By Cansu Dikme
TAIPEI, Taiwan (AA) – Turkey is on Taiwan's radar, though not a part of its South Asia initiative policy, a Turkish representative in Taiwan said.
Speaking to Anadolu Agency, Murat Baklaci, representative at Turkish Trade Office in Taipei, said: “Taiwan adopted a South Asia initiative policy. Besides this, it shows a great interest in Turkey and attaches importance to it."
“Though not part of its initiative to place importance on our country, Turkey is on Taiwan’s radar as a country at the Asian-most end,” said Baklaci.
Baklaci cited the rise in the recent figures of Taiwanese tourists visiting Turkey and said direct flights of Turkish Airlines almost reached their full capacity.
“In 2017, 70,000 people travelled to Turkey from Taiwan. We expect this figure to top 90,000 in 2018.
“Also, the Turkish Airlines flights are rather full. The occupancy rate is 94.5 percent for the whole year,” Baklaci stated.
He underscored the Turkish national flag carrier’s role in Taiwan’s interest in Turkey, saying its direct flights between Istanbul and Taipei — launched in 2015 — are one reason.
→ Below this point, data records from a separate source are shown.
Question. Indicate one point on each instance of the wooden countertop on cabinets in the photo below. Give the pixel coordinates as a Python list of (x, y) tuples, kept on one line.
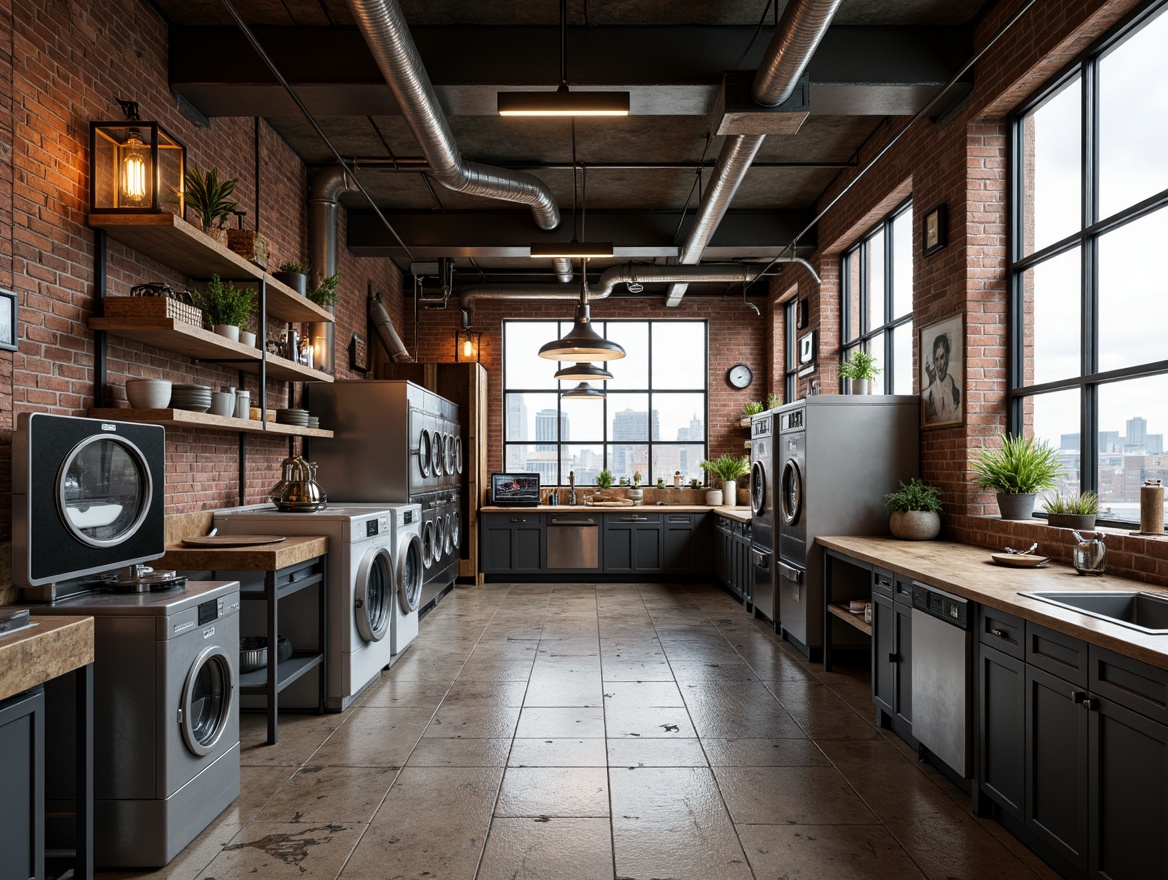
[(51, 648), (970, 573), (262, 558)]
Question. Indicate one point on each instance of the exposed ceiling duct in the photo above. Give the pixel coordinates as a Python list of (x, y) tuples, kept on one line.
[(610, 278), (388, 35), (795, 39)]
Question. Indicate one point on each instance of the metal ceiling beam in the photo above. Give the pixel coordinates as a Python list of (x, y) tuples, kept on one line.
[(669, 71), (638, 235)]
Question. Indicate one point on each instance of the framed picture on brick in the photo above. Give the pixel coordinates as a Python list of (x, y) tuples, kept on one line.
[(933, 234), (7, 320), (943, 373)]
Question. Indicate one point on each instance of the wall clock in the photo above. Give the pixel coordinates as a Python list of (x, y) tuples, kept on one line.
[(739, 375)]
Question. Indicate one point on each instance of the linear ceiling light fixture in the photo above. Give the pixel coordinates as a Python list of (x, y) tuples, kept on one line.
[(563, 102)]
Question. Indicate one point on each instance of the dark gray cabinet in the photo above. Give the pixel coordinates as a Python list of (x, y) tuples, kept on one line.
[(512, 542), (632, 542), (891, 646), (22, 792)]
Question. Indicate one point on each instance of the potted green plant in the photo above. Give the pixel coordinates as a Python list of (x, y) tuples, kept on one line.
[(226, 307), (861, 368), (210, 199), (916, 510), (728, 469), (294, 275), (1016, 470), (1077, 512), (325, 296)]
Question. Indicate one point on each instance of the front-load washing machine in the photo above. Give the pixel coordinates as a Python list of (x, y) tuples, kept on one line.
[(405, 528), (166, 720), (362, 581)]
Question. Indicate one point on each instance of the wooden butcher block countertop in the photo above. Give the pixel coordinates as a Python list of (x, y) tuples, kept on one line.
[(261, 558), (54, 646), (970, 573)]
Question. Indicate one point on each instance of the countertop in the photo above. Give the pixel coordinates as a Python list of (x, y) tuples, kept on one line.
[(263, 558), (54, 646), (970, 573)]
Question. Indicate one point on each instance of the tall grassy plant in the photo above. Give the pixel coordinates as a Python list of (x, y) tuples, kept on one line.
[(1022, 465)]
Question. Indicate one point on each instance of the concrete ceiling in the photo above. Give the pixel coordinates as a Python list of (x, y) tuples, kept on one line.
[(645, 173)]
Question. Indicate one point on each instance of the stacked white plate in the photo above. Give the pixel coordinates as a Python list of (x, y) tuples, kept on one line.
[(194, 397), (297, 417)]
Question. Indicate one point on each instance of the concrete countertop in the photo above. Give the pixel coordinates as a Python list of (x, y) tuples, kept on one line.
[(54, 646), (970, 573), (262, 558)]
“Turkish Airlines plans to increase the number of flights by adding two more a week [to reach nine] due to the high mutual demand,” he said.
– Economic relations
Economic and touristic motives are behind the high demand, Baklaci said.
“For 10 months, I have constantly come across Taiwanese businesspeople who want to make investments in Turkey, especially in the machinery sector,” Baklaci said.
Baklaci was appointed as the Turkish representative of the Taiwan-Turkey Trade Office in December 2017.
He also mentioned two firms involved in electric motors and machinery equipment that are willing to make an investment in Turkey, while citing another company on solar energy that already made an investment in the Mediterranean Antalya province a few months ago.
Taiwan, an energy-poor island, strives to improve its industrial production for supporting its economy. The country prioritizes high value-added technological production areas, particularly renewable technologies, to expand its export product line-up.
The Turkish solar sector is among the high-potential markets and Taiwan aims at developing these kinds of solar foreign markets.
Stating that the current trade volume between Turkey and Taiwan is around $1.7 billion, Baklaci said Turkey’s exports to the country are almost $300 million.
The most imported products, on the other hand, are electronics and machinery equipment, he added.
Taiwan exports chemical and textile products, as well as olive oil and agricultural products, including figs, apricots and hazelnuts.
Meanwhile, Turkey will start exporting cherries to Taiwan in 2019, Baklaci said, adding the pre-export process concluded following the visit of a site inspection delegation to Turkey this year to observe the picking, stocking, packaging as well as the cooling chain.
“This is a startup to bring Turkish agricultural products to Taiwan. A memorandum of understanding on agricultural products was recently signed. So, cherries are an important product for us,” he said.
– Cultural, touristic ties
He added: “Our next goal is to expand the range of agricultural products being exported.”
Asserting that Taiwanese people have a great sense of wonder about Turkey, Baklaci said: “Especially, Cappadocia is in the limelight.”
He also said the Taiwanese voice interest in Turkish cuisine.
“Tour companies say Taiwanese taste Turkish cuisine wherever they go and say it is delicious.”
Baklaci said tour companies plan to offer different tour programs to the Taiwanese, giving an eastern Turkey tour as an example.
Stressing the “high tourist potential” for Turkey, Baklaci said Taiwan is a cultural draw for Turkish people in return.
He also voiced hope for the future of cultural and touristic relations between Turkey and Taiwan.
“Our biggest goal is to increase the number of tourists,” Baklaci said.
– Taiwan respects Turkey’s aid to Syrian refugees
Turkey and Taiwan have no diplomatic relations, but this is not an obstacle to building cooperation in various areas, according to Baklaci.
Among them is collaboration in aid to Syrian refugees in Turkey, he said, mentioning a Taiwanese relief foundation operating in Istanbul and the southern Hatay province.
He said the foundation provides education and free health care to Syrian refugees in Turkey.
“Taiwanese people respect Turkey’s hosting 3.5 million Syrian refugees,” Baklaci said.
Education, health and security are other areas of cooperation between Turkey and Taiwan.
In September, a memorandum of understanding was inked between the national libraries of both countries, he said.
He also said they countries are working on cooperation between their police forces.
When concluded, a mechanism will be established to pursue counter-terror activities closely, Baklaci stated.